Acute and late toxicity associated with sequential bleomycin-containing chemotherapy regimens and radiation therapy in the treatment of carcinoma of the nasopharynx.

Between 1975 and 1984, 33 patients with squamous cell carcinoma of the nasopharynx received adjuvant chemotherapy before and/or after definitive radiotherapy at UT M. D. Anderson Hospital. The favored chemotherapy regimens during this time were BCMF (bleomycin, cyclophosphamide, methotrexate, and 5-FU) and PMB (cisplatinum, methotrexate, and bleomycin). Total radiation doses to the primary site averaged 65 Gy for T1 and T2 lesions and 70 Gy for T3 and T4 lesions. Neck nodes were given boost treatments to a maximum of 70 Gy, depending on the extent of the disease. The outcome of treatment in these patients was compared to that of a stage-matched group of 71 patients treated during the same time period with radiotherapy alone. However, the groups were not matched with regard to histologic subtypes: 45% of the radiation-only group had prognostically unfavorable keratinizing squamous carcinomas (WHO 1) compared with 18% of the combined modality group. Overall disease-free survival at 5 years was 63% in the combined modality group and 44% in the radiation only group (p = 0.15). Both acute reactions and late treatment complications were much more frequent and severe in patients receiving combined modality treatment. In patients treated with chemotherapy prior to radiation therapy, 10/20 (50%) experienced severe acute toxicity (RTOG Grade 3 or 4) versus 9/71 (13%) in the radiotherapy-only group.
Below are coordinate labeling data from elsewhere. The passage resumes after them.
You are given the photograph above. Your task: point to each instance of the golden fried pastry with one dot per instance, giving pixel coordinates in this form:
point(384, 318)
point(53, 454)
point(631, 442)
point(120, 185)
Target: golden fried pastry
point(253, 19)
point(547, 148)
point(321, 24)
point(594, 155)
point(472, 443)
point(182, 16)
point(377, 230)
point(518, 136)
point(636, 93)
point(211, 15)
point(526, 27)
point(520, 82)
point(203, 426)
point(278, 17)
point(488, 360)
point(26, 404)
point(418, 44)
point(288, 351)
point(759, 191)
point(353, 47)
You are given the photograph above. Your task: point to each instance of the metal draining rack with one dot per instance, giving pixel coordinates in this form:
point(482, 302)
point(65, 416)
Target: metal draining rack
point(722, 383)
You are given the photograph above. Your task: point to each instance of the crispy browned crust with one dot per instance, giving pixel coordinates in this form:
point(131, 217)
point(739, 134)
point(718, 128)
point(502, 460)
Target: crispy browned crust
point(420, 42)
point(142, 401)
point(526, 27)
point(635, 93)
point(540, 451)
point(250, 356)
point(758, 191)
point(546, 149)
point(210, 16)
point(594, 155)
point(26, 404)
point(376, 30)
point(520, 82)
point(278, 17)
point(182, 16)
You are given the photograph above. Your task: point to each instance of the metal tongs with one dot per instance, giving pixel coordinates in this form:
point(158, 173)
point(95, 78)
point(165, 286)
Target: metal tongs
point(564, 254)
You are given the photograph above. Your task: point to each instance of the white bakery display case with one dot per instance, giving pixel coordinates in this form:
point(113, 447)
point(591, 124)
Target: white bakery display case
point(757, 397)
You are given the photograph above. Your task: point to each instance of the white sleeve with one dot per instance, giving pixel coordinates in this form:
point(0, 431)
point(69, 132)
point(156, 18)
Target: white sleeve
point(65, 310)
Severe late normal tissue injury occurred in 15/33 (45%) of the combined modality group versus 5/71 (7.0%) in the control group. The majority of the late complications in the adjuvant chemotherapy group consisted of severe soft tissue and muscle fibrosis. The average total bleomycin dose in the patients with severe late soft tissue and muscle fibrosis was 336 mg. The actuarial risk of developing a severe late complication by 2 years after treatment was 68% in the combined modality group versus 8% in the radiation-therapy-only group (p = .001). The probability of remaining both disease-free and complication-free at 5 years was 40% in the radiation-only group and 22% in the combined-modality group (p = 0.08). Comparison of these results with other published reports emphasizes the importance of late toxicity data in assessing the ultimate value of combined modality therapy.